Posted by Alex Goldschmidt

Sprawl-Busters founder Al Norman broke this story on the Huffington Post over the weekend. Now, the Boston Herald examines Wal-Mart’s attempts to prevent Massachusetts from closing the tax loopholes the company is currently disputing in North Carolina. The company’s lobbying efforts show that Wal-Mart isn’t satisfied to just abide by the law: it takes an active role in shaping it. This is a big part of why some consider Wal-Mart to have an unfair advantage. If small businesses had even a fraction of the lobbying power Wal-Mart commands, the American economy would be much, much different.

Wal-Mart ups lobbying [Boston Herald]

Wal-Mart, while pushing to open more stores in Massachusetts, is also pumping more money into Beacon Hill lobbying.

The nation’s largest retailer has increased its spending on lobbyists in the state nearly five-fold since 2006, when it spent $43,220.

Wal-Mart forked over $208,678 to a pair of firms last year, state records show.

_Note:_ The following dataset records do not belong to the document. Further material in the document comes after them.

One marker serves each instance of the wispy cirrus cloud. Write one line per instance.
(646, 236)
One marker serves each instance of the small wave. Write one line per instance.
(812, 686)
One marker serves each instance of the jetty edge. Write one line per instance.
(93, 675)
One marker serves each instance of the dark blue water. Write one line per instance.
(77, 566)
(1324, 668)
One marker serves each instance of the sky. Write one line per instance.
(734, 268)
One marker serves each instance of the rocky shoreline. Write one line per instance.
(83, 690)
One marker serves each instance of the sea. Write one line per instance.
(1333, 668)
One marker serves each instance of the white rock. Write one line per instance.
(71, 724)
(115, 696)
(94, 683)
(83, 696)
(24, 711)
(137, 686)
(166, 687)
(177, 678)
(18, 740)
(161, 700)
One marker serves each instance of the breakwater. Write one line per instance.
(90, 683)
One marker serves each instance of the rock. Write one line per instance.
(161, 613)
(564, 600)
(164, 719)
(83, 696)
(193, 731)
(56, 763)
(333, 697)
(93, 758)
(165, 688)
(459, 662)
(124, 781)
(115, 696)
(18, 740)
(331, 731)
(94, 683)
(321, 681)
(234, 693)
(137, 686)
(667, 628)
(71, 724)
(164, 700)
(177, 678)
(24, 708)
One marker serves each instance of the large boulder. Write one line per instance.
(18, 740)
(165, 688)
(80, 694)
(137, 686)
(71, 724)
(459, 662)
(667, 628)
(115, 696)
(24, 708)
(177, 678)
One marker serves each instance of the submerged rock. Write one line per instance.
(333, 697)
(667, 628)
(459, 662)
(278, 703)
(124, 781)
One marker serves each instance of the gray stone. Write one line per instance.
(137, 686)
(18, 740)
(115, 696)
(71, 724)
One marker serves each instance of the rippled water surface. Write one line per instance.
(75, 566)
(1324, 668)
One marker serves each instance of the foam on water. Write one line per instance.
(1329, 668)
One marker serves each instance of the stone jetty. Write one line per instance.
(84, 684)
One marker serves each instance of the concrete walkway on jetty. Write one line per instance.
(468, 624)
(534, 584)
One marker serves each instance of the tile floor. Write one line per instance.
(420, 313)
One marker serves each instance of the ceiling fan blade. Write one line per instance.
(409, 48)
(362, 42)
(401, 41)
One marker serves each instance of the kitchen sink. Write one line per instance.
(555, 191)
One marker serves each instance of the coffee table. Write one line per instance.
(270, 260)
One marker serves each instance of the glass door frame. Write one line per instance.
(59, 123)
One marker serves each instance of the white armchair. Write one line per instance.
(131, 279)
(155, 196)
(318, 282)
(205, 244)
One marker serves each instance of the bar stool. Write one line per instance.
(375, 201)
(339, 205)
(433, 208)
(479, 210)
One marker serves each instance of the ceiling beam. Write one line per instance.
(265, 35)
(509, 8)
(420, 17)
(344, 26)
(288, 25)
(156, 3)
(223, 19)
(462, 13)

The retailer’s State House drive comes as Gov. Deval Patrick pushes plans to plug corporate “tax loopholes” that allow companies to avoid some local taxes by shipping income out of state.

Wal-Mart finds itself at the center of that debate. The chain has stores across the country paying rent to a separate real estate investment trust controlled by company executives, The Wall Street Journal has reported.